There was a great deal of teenage speculation involving the person of Ms Whyte. There in the same class where our rowdy attempts at agency involved much posing, gales of laughter often at the expense of the weak, boisterous jostling and the astounding bra removal trick which was obviously designed for maximum torment of all involved —this refined, poised and softly authoritative woman arrived to teach English.
Word in the soulless corridors of Greenside High School — not an institution built with neuroaesthetics or the everlasting grandeur of the fading British Empire in mind — was that she was a ballerina whose untimely injury cut short a professional career on stage. I never found out if that was true, but it explained the implicit grace and glamour of her erect bearing.
It was a rough time for kids back in the day — our educators were not wont to spare the rod as a means to marshal discipline. Boys would wear their pain on their ties. A cross thread for every jack. The beatings were relentless. Into this martial atmosphere — us against them — unless you had a talent for rugby, came Nicky Whyte bearing gifts.
Sparkling fresh words, achingly beautiful sentences and long threads of cut-glass ideas. She sprinkled them over her classes like fairy dust, letting the magic land where it may — not straining for too much meaning, but respecting the idea that these young minds in front of her were suitable receptacles for all the marvels she could share and that the words themselves would do their work and alight where they were most needed.
The holidays are littered with countless, pointless mortal tragedies.
It was powerful stuff for impressionable minds. I can still rattle off large tracts of sonnets and cantos that she planted there and then watered and tended gently with her sophisticated teaching that presumed we could pick up what she was putting down.
The greatest good she gave me was the journal. In her neat precise hand on some essay she was marking — she suggested that it might be a good idea to write every day in a personal journal. In that small marginal prompt she set me up for a lifetime of pleasure and unmitigated joy. Even if I had never become this privileged person who gets to write column inches for a living — the gift she gave me was more than I can ever repay. How else would I know what I really think and feel if I did not have this miracle medium — and the trick of putting myself aside so that the words can flow and surprise me into self and knowledge of that self?
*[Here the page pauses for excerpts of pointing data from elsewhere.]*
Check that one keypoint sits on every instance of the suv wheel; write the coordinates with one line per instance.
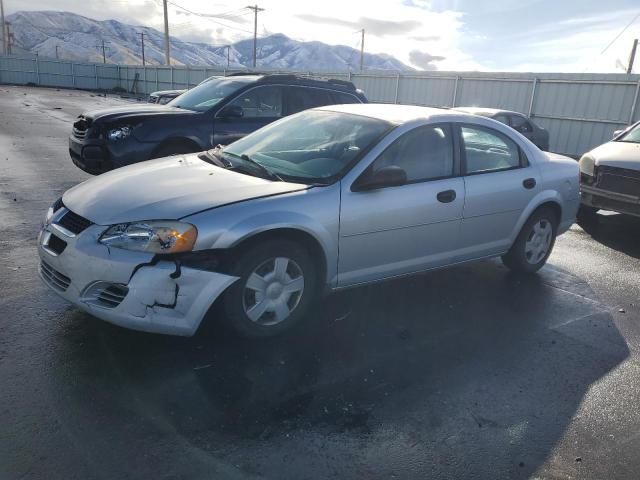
(534, 244)
(277, 285)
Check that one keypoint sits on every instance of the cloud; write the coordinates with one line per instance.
(372, 26)
(424, 60)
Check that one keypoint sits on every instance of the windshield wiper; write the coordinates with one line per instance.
(269, 174)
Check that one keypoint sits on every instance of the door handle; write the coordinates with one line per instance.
(447, 196)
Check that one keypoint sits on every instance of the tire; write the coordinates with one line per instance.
(172, 149)
(258, 304)
(587, 216)
(534, 243)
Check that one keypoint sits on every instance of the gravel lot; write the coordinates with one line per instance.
(470, 372)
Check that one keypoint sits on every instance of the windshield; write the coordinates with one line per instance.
(311, 147)
(209, 94)
(632, 135)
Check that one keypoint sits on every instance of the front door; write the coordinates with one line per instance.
(499, 184)
(260, 106)
(403, 229)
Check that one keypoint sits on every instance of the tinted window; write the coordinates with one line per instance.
(502, 118)
(261, 102)
(520, 124)
(488, 150)
(300, 98)
(207, 95)
(423, 153)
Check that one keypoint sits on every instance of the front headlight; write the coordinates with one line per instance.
(587, 165)
(119, 133)
(156, 236)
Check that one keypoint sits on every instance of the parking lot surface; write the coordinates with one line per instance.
(471, 372)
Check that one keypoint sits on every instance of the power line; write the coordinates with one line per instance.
(207, 17)
(620, 34)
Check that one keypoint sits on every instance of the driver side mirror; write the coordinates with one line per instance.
(231, 111)
(391, 176)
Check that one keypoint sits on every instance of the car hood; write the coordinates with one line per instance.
(617, 154)
(169, 188)
(132, 111)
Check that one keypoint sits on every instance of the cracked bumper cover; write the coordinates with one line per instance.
(155, 302)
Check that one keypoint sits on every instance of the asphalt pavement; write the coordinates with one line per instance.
(467, 373)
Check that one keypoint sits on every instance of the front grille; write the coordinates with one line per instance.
(619, 180)
(57, 205)
(56, 245)
(81, 127)
(74, 222)
(105, 294)
(54, 279)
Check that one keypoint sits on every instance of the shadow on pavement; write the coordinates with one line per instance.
(619, 232)
(470, 372)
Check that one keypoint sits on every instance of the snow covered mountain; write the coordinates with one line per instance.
(80, 38)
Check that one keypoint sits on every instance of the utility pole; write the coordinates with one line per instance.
(3, 34)
(104, 51)
(255, 30)
(632, 57)
(142, 34)
(167, 49)
(362, 51)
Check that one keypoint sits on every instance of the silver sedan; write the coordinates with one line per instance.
(324, 200)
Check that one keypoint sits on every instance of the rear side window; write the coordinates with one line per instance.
(301, 98)
(486, 150)
(424, 153)
(261, 102)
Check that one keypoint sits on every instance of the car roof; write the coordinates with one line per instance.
(396, 114)
(487, 112)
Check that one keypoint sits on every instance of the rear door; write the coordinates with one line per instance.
(260, 106)
(403, 229)
(499, 184)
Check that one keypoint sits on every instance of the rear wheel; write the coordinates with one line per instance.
(277, 285)
(534, 244)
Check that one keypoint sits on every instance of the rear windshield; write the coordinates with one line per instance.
(209, 94)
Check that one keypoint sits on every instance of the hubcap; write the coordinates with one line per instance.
(537, 245)
(273, 291)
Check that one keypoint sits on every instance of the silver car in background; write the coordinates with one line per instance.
(610, 176)
(326, 199)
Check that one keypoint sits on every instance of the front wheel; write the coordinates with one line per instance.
(534, 244)
(277, 285)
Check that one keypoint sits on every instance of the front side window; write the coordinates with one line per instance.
(632, 135)
(424, 153)
(487, 150)
(313, 146)
(261, 102)
(209, 94)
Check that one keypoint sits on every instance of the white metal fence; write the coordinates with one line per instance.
(579, 110)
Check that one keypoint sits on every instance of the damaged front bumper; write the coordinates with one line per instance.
(127, 288)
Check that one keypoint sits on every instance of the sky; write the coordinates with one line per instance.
(489, 35)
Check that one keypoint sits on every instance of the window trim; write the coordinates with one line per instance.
(455, 150)
(523, 161)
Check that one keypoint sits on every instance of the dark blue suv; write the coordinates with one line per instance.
(217, 112)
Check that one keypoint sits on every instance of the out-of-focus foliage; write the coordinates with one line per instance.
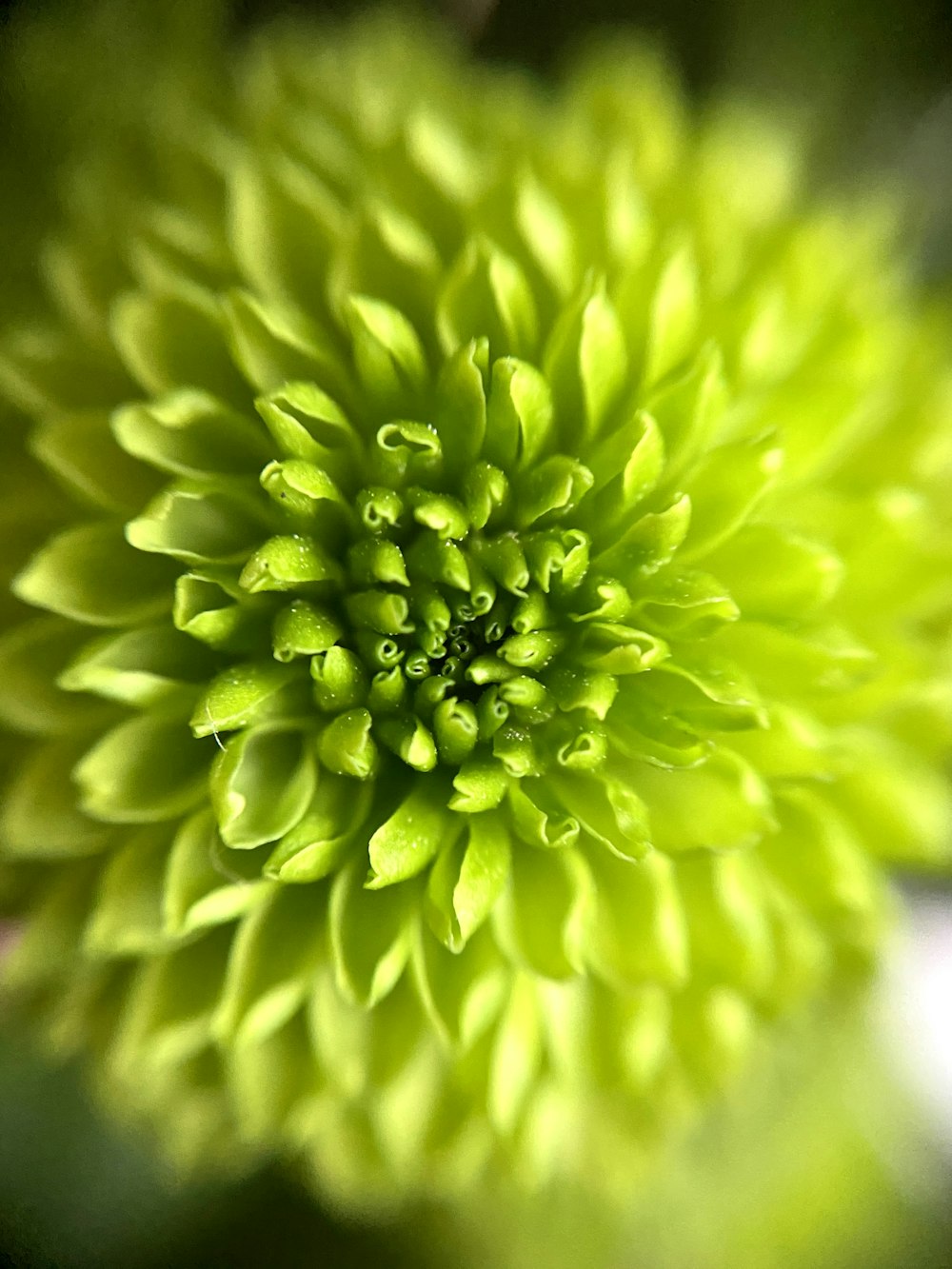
(164, 218)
I sat in the school hall last Saturday — the same unchanged venue for so many of my tortured heartaches and torrid teenage affairs — and thanked this wonderful woman for her profound service to me. The key to myself.
Ms Whyte went on to become the principal of Greenside High — even The New York Times wrote about her works and ways. Her successor at the post, a glorious gentleman in a glorious suit, spoke with such care about her brilliant life.
Some mindless driver killed her, her lovely husband and her mother in an instant on the road to Prince Albert for her only son’s wedding.

The holidays are littered with countless pointless mortal tragedies. You can’t make sense of them. You can’t even begin to poke at the bear — life, death, time, space — what does it all really mean? How to make sense of such dire and stupid circumstances? How to begin to take a measure of a life terminated in an instant without making that instant everything about that life? Everything changes. But this is brutal.
Here I am back in the school hall, the same boards extolling the head prefects and the academically brilliant — the heavy velvet curtains on the stage and the dread of the matric results hanging in the air. This place where you are sent to collect keys to your fate. I have been here before. All those years ago I sat in this hall as they announced that my dear friend Alex Simmonds had died in a car accident over the weekend. Another girl’s father picked them up from the movies, and boom. My first senseless tragedy. The first cut.
Now I am an expert. And still I struggle to learn my lessons. How to understand these brief flares of vital energy embodied in such fragile vessels with a lifetime guarantee and built-in obsolescence? How to reconcile that some shine brightly and then fade gently into the deep night, while others are extinguished in a flash.
How to grasp the idea that there is no right time? There is just your time. How to make peace with the fact that there is no ideal way to die. There is just this terminal condition and always the baffled bystanders — standing around the piles of food afterwards, eating to remember we are still on this side, never fully comprehending that terminal is our condition too. All you can do is listen to your teacher, who said just write it down.